The rest of you already knew that.
There seem to be three prevalent approaches to this market transition in our industry. The first, which we’re also reading about frequently, is to “cash in” and sell the business as market consolidation takes its natural course. The second, with multiple permutations, is to double down on growth. This approach is a bet that not every competitor is ready for or has an appetite for the competition that comes with a purchase market. Thus, this approach usually involves thoughtful investment in one’s operations for maximum efficiency as well as a strategy of growth and acquisition.
It’s the third that has me a little baffled, however. That would be the old “batten down the hatches” approach. This usually entails cutting costs to the bone: staffing, variable expenses and new spending especially. It’s what a ship does to minimize damage when it’s caught in a bad storm. Naturally, that ship also makes no progress and has no chance to outrun the storm, either.

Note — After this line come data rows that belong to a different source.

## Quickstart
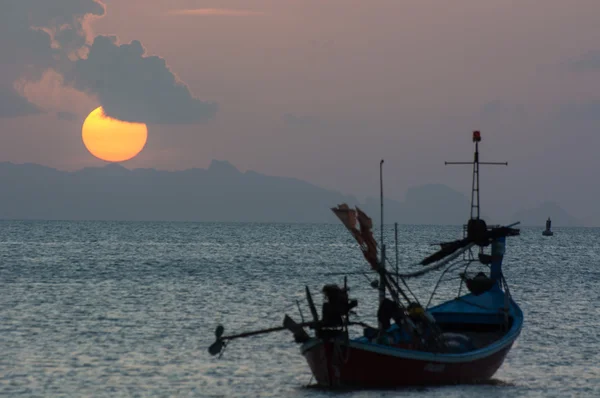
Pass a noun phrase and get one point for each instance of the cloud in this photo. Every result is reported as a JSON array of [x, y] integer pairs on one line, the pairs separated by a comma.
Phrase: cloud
[[68, 116], [498, 109], [223, 12], [12, 104], [588, 61], [299, 121], [33, 39], [580, 112], [40, 36], [134, 87]]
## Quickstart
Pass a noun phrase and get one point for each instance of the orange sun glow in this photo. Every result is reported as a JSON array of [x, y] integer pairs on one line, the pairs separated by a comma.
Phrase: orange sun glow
[[112, 140]]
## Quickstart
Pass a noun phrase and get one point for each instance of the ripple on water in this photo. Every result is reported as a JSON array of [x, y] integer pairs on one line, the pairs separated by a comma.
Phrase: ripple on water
[[110, 308]]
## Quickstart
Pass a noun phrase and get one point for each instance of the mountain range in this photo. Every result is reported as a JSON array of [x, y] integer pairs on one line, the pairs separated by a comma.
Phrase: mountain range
[[219, 193]]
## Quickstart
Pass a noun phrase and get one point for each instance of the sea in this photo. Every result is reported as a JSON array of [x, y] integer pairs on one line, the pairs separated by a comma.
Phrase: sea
[[95, 309]]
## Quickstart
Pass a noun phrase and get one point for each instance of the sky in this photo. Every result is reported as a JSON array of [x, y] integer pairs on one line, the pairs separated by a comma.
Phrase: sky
[[318, 90]]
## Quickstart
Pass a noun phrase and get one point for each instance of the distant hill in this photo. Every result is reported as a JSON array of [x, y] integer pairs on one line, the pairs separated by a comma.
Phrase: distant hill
[[537, 216], [219, 193]]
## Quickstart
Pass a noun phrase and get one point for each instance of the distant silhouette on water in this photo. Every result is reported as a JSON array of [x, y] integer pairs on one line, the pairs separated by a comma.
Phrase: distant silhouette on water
[[547, 231]]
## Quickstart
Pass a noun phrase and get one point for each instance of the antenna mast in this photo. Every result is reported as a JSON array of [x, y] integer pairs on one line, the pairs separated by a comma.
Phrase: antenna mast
[[475, 208], [382, 263]]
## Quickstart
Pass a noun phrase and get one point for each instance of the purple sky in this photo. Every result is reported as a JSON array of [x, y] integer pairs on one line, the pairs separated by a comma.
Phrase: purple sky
[[320, 90]]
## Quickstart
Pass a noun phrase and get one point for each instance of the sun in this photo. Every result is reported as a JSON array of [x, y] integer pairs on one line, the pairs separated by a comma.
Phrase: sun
[[112, 140]]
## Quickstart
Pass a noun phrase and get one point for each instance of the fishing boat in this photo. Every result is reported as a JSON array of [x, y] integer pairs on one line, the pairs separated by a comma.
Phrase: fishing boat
[[461, 340], [548, 231]]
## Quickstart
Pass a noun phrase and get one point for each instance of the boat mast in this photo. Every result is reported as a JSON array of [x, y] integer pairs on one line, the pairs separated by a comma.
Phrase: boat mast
[[382, 281], [475, 208]]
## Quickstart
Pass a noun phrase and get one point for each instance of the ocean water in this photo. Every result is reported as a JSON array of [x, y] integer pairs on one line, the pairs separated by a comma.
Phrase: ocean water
[[129, 309]]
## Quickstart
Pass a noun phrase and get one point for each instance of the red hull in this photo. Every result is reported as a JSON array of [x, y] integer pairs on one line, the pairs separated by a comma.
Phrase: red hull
[[359, 365]]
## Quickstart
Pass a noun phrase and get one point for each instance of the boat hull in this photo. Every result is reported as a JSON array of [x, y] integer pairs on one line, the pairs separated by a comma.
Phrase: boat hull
[[335, 364]]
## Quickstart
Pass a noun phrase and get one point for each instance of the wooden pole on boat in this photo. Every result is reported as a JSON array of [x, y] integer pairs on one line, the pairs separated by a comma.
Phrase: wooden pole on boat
[[396, 244], [382, 263]]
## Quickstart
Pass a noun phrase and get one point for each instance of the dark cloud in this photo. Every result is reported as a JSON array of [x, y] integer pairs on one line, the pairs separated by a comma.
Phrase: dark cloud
[[27, 31], [589, 61], [134, 87], [38, 35], [12, 104]]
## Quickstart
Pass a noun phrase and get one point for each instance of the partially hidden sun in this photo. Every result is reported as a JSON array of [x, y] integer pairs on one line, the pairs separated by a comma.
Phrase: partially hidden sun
[[111, 139]]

In fact, to take the nautical theme a tad further, we all want to be the “last shrimp boat” on the water after the big storm comes through. Think Forrest Gump. But that boat is the one willing to actively ride out the storm rather than waiting for it to smash into said boat in the harbor.
The issue is pretty simple. A purchase market is not a storm. Is it more of a challenge than a once-in-a-lifetime refinance market? Sure! But is there very real opportunity here? Absolutely.
Most mortgage-related businesses, no matter what they do specifically, are coming off incredibly profitable years. Judging by the volume we are seeing here, most of them are wisely investing in improvements that build efficiencies and streamline their operations. But those that are digging in? They’re positioning themselves at the back of the pack. They’re risking real technical debt by putting off improvements until later, when they’re not as flush with cash and their competitors have already staked out the high ground. And they’re setting themselves up to sell their businesses at the low point, rather than the high point, of their opportunities.
This is Business 101. The vast majority of firms I work with get it. But it’s still amazing to me that now, perhaps the very best time for any kind of mortgage business to position itself for success, there are still some turtles out there pulling their heads into their shells.